Now you can paste a copy of C11 in D13 and replace the occurrances of "2" and "4" with the formulas in E11 and E12. Of course, you omit the leading = signs. Your formula will be easier to read, if you place each of the pasted formulas between parentheses. You arrive at this formula.

`=MID(A10,(FIND(CHAR(160),SUBSTITUTE(A10,",",CHAR(160),B10-1)))+1,((FIND(CHAR(160),SUBSTITUTE(A10,",",CHAR(160),B10)))-(FIND(CHAR(160),SUBSTITUTE(A10,",",CHAR(160),B10-1)))-1))`

Now you can backward engineer this formula to replace the variable B10 with a hard number or with a different method of providing a variable number. You might, for example, use the COLUMN() function. Enter the function below in C15 and copy to D15:F15.

`=COLUMN()-1`

The COLUMN() function, without parameter, returns the number of the column it resides in. When in C15 it is in column C which is column 3. Therefore COLUMN()-1 returns 2. As you copy the function to the right it counts.

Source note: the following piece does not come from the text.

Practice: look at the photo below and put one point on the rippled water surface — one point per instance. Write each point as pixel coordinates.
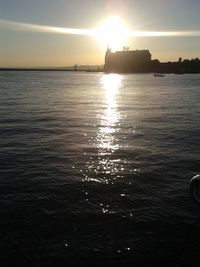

In the variation below the reference to B10 was replaced with *COLUMN()-1*. Place the formula in C16 and copy to D16:F16.

`=MID($A10,(FIND(CHAR(160),SUBSTITUTE($A10,",",CHAR(160),COLUMN()-1-1)))+1,((FIND(CHAR(160),SUBSTITUTE($A10,",",CHAR(160),COLUMN()-1)))-(FIND(CHAR(160),SUBSTITUTE($A10,",",CHAR(160),COLUMN()-1-1)))-1))`

Observe that the reference to A10 must now be to an absolute column (*$A10*) because the fdormula is copied to other columns. Of course, *COLUMN()-1-1* may be replaced with *COLUMN()-2*. I just left the two minuses in place to show what I had done.